WORLD / Middle East

Iraqi PM in Basra in bid to end violence
Updated: 2006-05-31 19:33

Iraqi Prime Minister Nouri al-Maliki arrived in Basra on Wednesday in a bid to stem escalating violence in the southern city.

Iraqi Prime Minister Nouri al-Maliki, shown here in a May 9 file photo, told the BBC in an interview that civilian deaths in Haditha last November, allegedly caused by U.S. Marines, were not justified. [AP]

Tensions have been worsening in Shiite-dominated southern Iraq, where Britain has about 8,000 soldiers and other countries also have troops.

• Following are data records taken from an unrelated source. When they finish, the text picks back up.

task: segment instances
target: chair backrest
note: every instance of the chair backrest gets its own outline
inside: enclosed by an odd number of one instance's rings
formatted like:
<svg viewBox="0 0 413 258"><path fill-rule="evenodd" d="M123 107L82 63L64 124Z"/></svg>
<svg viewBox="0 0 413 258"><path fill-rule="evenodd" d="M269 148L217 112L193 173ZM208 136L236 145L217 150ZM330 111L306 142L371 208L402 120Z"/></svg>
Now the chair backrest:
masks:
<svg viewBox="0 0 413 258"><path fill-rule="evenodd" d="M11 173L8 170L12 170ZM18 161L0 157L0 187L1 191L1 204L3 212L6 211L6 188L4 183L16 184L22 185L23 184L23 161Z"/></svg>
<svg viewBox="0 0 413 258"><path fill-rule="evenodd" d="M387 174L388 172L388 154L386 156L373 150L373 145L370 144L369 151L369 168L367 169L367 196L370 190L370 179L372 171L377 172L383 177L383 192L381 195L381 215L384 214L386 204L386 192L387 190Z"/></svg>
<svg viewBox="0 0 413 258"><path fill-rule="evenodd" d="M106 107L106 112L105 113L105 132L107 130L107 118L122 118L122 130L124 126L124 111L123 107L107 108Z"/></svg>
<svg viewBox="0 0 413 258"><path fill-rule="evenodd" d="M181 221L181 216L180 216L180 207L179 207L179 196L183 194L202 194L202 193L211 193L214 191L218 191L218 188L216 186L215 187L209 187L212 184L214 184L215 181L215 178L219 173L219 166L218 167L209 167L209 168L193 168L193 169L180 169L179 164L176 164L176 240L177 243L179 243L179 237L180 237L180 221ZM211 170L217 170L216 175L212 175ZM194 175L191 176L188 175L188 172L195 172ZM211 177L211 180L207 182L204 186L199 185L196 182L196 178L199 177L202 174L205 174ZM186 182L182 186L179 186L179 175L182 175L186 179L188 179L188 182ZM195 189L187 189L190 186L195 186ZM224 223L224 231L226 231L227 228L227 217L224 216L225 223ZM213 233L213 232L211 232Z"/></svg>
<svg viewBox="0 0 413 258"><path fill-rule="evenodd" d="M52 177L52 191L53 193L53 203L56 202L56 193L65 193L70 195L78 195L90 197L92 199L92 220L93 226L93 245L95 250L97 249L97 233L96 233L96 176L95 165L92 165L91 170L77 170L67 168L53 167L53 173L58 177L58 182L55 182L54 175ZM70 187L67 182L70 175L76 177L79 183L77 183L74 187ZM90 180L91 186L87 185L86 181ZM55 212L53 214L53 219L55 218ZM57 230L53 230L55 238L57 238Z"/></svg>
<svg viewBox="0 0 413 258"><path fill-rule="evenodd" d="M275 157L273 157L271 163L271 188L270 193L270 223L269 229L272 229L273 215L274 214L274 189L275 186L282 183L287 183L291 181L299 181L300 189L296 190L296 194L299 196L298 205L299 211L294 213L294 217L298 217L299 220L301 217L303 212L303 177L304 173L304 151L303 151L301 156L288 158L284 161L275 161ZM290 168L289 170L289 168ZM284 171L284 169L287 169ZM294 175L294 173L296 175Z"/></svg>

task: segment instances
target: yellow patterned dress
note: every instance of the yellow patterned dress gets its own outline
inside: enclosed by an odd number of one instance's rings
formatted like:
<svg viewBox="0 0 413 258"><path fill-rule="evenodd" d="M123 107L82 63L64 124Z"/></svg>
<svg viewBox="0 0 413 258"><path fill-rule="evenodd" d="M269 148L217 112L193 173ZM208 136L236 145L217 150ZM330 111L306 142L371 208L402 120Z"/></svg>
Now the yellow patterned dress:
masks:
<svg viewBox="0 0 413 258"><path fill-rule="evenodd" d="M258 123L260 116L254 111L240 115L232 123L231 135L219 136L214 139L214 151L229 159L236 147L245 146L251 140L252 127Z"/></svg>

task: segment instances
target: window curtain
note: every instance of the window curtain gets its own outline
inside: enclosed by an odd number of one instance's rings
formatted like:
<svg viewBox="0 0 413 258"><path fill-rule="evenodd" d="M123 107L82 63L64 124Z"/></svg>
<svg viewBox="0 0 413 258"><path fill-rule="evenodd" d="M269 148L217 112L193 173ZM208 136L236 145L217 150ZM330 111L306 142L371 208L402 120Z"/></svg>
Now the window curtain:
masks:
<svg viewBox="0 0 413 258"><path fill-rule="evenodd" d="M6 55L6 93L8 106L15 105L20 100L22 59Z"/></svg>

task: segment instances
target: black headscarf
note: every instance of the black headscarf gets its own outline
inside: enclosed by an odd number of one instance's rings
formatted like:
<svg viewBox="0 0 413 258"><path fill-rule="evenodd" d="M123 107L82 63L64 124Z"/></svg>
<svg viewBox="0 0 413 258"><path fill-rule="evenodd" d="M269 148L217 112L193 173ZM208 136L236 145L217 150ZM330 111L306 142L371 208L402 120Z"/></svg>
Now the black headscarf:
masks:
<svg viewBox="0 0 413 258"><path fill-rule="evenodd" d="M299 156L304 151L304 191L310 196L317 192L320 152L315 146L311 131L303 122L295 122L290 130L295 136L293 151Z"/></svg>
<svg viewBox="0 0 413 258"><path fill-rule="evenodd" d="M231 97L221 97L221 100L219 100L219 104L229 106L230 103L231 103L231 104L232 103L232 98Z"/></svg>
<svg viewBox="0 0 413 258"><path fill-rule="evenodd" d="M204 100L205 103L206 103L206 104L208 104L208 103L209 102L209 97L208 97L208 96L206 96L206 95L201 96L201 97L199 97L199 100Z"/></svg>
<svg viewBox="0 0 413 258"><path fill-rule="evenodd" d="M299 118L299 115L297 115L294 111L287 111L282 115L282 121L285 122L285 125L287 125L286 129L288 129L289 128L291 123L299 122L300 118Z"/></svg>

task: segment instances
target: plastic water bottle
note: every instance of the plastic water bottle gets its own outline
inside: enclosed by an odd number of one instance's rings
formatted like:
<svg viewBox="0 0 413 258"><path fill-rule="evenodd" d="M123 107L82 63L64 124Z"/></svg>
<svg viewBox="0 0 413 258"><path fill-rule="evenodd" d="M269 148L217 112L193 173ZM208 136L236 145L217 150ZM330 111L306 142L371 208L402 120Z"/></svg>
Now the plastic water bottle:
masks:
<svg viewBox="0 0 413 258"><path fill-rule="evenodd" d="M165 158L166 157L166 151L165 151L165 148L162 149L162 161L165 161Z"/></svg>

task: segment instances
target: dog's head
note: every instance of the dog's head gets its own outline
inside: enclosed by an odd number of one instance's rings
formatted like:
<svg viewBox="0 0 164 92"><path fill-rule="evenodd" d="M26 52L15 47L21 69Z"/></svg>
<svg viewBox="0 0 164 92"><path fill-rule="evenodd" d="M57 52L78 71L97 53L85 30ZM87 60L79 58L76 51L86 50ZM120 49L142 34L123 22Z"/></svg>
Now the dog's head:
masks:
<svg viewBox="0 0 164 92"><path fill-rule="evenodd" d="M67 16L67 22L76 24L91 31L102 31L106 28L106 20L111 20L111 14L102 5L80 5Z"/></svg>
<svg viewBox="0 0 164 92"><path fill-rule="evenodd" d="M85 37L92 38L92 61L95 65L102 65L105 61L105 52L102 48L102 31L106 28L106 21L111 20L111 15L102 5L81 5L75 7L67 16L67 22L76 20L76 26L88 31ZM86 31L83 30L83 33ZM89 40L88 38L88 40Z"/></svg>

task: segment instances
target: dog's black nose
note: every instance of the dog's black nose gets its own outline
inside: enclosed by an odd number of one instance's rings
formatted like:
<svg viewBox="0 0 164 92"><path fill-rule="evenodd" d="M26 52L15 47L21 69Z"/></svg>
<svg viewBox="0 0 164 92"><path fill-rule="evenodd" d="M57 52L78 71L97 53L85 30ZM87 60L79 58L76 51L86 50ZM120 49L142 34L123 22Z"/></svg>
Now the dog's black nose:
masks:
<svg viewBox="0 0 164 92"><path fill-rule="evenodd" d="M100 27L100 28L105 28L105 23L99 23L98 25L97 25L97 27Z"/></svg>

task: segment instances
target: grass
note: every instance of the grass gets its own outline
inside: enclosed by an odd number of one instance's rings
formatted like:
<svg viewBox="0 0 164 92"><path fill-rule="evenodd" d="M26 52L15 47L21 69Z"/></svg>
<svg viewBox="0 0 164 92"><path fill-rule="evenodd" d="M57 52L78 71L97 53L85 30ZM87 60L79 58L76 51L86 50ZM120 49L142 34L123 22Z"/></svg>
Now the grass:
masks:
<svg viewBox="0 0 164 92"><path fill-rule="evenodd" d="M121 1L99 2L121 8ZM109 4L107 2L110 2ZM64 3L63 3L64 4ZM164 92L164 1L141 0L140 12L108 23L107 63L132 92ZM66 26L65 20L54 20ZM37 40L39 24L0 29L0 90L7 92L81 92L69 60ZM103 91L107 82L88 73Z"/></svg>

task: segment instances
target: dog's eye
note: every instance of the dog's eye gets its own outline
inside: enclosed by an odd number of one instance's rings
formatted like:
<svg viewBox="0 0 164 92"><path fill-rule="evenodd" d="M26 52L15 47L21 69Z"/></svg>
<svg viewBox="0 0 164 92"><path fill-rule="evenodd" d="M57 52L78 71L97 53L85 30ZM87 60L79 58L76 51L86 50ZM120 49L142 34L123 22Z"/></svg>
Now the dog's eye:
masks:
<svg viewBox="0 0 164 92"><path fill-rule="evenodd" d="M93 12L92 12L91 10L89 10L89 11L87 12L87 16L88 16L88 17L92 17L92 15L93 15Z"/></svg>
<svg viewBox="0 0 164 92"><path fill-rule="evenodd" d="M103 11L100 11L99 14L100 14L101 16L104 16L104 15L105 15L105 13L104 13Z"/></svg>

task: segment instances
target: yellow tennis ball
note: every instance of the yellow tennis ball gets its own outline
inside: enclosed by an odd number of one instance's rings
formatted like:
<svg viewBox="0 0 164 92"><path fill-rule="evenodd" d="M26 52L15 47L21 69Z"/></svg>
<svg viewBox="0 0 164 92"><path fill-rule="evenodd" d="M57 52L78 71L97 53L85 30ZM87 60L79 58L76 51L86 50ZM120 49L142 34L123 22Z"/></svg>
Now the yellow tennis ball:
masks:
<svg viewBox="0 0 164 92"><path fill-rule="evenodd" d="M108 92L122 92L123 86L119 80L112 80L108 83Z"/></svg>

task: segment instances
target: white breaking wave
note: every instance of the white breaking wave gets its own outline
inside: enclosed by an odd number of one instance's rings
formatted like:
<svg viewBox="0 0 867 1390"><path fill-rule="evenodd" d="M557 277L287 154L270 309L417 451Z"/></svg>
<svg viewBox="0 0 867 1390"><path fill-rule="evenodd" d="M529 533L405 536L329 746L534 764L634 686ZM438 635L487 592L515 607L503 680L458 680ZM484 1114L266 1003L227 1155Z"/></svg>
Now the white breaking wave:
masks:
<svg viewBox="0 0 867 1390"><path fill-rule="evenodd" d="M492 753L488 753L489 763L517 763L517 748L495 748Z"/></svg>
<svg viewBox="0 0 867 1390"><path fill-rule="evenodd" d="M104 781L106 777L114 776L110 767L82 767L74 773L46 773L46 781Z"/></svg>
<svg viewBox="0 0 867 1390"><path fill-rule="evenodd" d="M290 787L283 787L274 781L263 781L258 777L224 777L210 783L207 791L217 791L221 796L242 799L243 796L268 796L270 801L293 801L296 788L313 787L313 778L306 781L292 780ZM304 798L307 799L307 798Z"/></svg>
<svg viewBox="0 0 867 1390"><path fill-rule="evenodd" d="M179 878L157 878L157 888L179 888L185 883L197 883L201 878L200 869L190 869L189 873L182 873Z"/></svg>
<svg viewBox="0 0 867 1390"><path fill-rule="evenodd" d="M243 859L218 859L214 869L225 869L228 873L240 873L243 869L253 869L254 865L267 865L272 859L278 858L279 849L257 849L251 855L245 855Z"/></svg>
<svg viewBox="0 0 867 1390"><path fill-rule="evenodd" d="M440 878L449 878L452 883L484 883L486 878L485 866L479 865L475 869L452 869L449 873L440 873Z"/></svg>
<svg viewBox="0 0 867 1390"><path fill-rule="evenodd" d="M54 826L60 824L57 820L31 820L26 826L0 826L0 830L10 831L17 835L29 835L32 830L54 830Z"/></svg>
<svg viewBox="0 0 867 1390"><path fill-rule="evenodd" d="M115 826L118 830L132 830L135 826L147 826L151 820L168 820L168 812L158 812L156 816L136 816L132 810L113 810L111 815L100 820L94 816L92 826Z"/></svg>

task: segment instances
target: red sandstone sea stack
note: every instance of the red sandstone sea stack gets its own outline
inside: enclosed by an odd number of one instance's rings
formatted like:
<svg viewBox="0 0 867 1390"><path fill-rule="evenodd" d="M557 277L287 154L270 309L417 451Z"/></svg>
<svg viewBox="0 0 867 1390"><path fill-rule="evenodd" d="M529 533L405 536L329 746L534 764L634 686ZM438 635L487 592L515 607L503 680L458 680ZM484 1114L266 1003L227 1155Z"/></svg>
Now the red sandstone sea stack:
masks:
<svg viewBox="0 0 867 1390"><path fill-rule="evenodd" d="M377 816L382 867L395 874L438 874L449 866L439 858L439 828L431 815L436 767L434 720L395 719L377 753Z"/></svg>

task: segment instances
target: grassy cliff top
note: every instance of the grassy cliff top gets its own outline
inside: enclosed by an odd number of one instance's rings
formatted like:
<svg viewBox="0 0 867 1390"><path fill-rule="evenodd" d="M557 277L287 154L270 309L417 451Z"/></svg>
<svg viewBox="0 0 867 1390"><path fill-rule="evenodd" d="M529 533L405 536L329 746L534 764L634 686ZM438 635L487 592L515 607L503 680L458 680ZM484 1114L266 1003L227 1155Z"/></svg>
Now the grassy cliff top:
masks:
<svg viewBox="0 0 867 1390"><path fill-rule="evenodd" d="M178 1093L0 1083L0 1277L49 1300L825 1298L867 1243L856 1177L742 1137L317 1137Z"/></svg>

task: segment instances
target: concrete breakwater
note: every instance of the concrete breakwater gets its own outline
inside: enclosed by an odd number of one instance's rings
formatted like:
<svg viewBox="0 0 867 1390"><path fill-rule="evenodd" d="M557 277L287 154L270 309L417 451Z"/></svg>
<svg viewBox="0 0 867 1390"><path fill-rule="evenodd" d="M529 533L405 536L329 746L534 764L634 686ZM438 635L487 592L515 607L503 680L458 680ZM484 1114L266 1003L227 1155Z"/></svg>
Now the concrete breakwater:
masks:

Al-Maliki said earlier this week that his trip was an effort to "heal the rift and find a solution for what caused the latest events in Basra." He met with tribal sheiks, city officials, army officers, representatives of the main political parties and local residents. About 700 people gathered at an auditorium to hear his address.

In the months after the 2003 invasion, British troops enjoyed relative peace in southern Iraq compared with the restive Sunni regions further north.

But violence in the region has escalated.

Trouble in the region is due in part to the growing influence of radical cleric Muqtada al-Sadr, who led two armed uprisings against U.S.-led forces in 2004 and who has been an outspoken critic of the U.S.-led foreign military mission.